Erst jetzt merkte Michael, dass er zitterte. Er
nickte.
»Dann komm.«
Wieder fielen Schüsse hinter dem Höhenkamm. Sie
rannten los.
Es war nicht fair, was sie getan hatte, das
wusste Lacey - dass sie Peter und Amy in dem Glauben gelassen hatte, sie werde
mit ihnen gehen. Sie hatte den Zeitzünder der Bombe aktiviert, die beiden an
die Tür zu dem Tunnel nach draußen geführt und sie angewiesen, auf der anderen
Seite stehen zu bleiben. Dann hatte sie die Tür vor ihren Augen zugezogen und
die Riegel vorgeschoben.
Sie hörte, wie die beiden dagegenhämmerten. Sie
hörte Amys Stimme; ein letztes Mal hallte sie in ihrem Kopf wider.
Lacey, Lacey, geh nicht weg!
- Lauft jetzt. Er wird jeden Augenblick hier
sein.
Lacey, bitte!
- Du musst ihnen helfen. Sie werden Angst haben.
Sie werden nicht verstehen, was passiert. Hilf ihnen, Amy.

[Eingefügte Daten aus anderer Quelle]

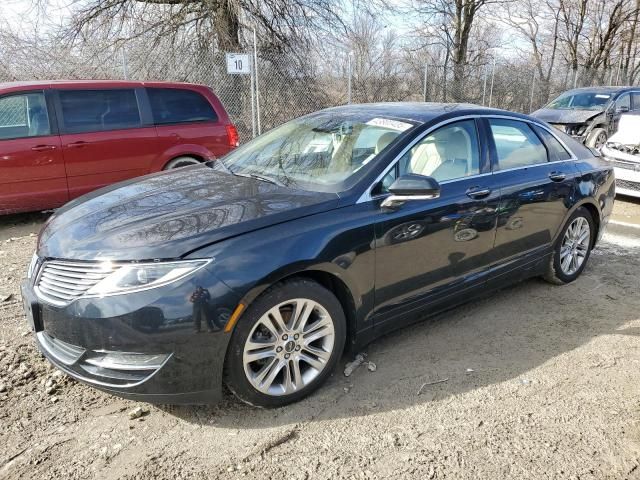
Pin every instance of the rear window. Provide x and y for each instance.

Alles, was hier passiert war, hier auf diesem
Berg, musste ausgelöscht werden, wie Gott die Erde ausgelöscht hatte in den
Tagen Noahs, damit das große Schiff davonsegeln und die Welt neu erschaffen
konnte.
Und Lacey würde Sein Wasser sein.
Ein so furchtbares Ding, diese Bombe. Sie war
klein, hatte Jonas erklärt, nur eine halbe Kilotonne - groß genug, um das
Chalet und alle seine unterirdischen Ebenen zu zerstören und alle Spuren
dessen, was sie getan hatten, zu verwischen, aber nicht so groß, dass irgendein
Satellit sie hätte registrieren können. Eine Sicherheitsmaßnahme für den Fall,
dass die Virais jemals ausgebrochen wären. Doch dann war in den oberen Ebenen
der Strom ausgefallen, und Sykes war weg oder tot gewesen. Jonas hätte die
Bombe auch selbst zünden können, hatte dies allerdings nicht über sich
gebracht, nicht solange Amy hier war.
Peter und Amy hatten zugeschaut, als Lacey davor
niedergekniet war: vor dem kleinen, kofferförmigen Kasten mit der stumpfen
Oberfläche aller militärischen Gegenstände. Jonas hatte ihr die einzelnen
Schritte gezeigt. Sie drückte auf eine kleine Einkerbung an der Seite, und eine
Klappe senkte sich herab. Dahinter war eine Tastatur und ein kleiner Monitor,
groß genug für eine einzelne Textzeile. Sie tippte:
ELIZABETH
Der Monitor leuchtete auf. ZÜNDER AKTIVIEREN? J / N Lacey drückte auf »J«.
ZEIT?
Sie überlegte kurz. Dann tippte sie »5«.
5 :00 BESTAETIGEN? J / N
Wieder tippte sie »J«. Auf dem Monitor begann
eine Uhr zu laufen.
4 :59
4 :58
4 :57
Lacey schloss die Klappe und richtete sich auf.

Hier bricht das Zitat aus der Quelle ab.